Is Hawking radiation truly random or we just don't know that it is? First off I am not a black hole scientist and my education is limited to special relativity so please treat this question appropriately.
The way I understand the BH information paradox is that because we think that a black hole has no hair meaning properties that we can observe are limited to charge, mass and angular momentum, and because information cannot be destroyed, the existence of hawking radiation suggests a paradox. And following this there are solutions that information is preserved on the surface of a BH which is the holographic principle. 
However a curious thought arises and that is if the universe really cares about preserving information on a global scale, why is it impossible to think that Hawking radiation just might not random i.e. the radiation leaking out the surface of a black hole preserves information but we are just unable to piece it together due to the vast temporal differences that might exist between radiation that talks about a teapot that fell in? If one collects all the radiation that the BH emitted since its creation to end, one might find the teapot information in it, kind of like finding a birthday in the digits of pi.

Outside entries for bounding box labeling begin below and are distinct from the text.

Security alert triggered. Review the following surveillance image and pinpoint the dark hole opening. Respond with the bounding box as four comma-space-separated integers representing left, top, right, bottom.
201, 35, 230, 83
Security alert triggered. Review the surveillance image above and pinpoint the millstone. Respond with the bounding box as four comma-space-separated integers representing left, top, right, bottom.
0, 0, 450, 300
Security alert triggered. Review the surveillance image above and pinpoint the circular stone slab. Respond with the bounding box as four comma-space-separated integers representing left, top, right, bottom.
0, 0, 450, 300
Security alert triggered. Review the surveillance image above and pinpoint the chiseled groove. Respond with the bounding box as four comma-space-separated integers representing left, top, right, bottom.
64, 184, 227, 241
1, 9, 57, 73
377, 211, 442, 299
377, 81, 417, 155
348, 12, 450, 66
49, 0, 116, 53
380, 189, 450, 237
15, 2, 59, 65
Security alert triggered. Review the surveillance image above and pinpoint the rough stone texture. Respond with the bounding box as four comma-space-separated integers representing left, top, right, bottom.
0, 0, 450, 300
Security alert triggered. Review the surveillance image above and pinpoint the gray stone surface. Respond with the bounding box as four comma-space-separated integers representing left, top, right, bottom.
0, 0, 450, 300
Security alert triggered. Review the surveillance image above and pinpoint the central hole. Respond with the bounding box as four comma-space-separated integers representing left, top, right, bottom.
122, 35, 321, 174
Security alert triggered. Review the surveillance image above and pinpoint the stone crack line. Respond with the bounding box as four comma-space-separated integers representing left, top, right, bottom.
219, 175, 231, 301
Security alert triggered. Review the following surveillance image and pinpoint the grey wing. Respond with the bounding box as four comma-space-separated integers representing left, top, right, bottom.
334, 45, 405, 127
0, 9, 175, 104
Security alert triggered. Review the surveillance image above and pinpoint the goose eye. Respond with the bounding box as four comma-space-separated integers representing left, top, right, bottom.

I know this poses a difficult theoretical challenge where one has to propose a mechanism that would span the entire age of the universe till its cessation to show that information really is conserved but that's all it is, a theoretical challenge. Maybe it is a viable model that does away the need for a BH having soft hair on its surface and give us a more robust understanding of quantum randomness. 
 A: We have never measured Hawking radiation from a black hole so we don't know if it is random or not.
In Hawking's original treatment the radiation is random, but Hawking's model is a semiclassical model that treats the spacetime background as fixed. There have been various other approaches suggested, many based on the AdS/CFT model for black holes, and in these the radiation is not random but does carry information. Hawking himself concluded that AdS/CFT models were a good reason to suppose that the radiation carries information.
But these are just models, and none of them have been confirmed by experiment. Hawking's model has the advantage that it is based on known and well understood physics, and few physicists doubt that it is basically correct. But the approximations used in Hawking's model may well be responsible for the lack of information in the radiation he predicts. By contrast the AdS/CFT models are based on untested theories and I suspect most of us regard them as speculative at best.
So the bottom line is that we simply don't know whether the radiation carries any information or not.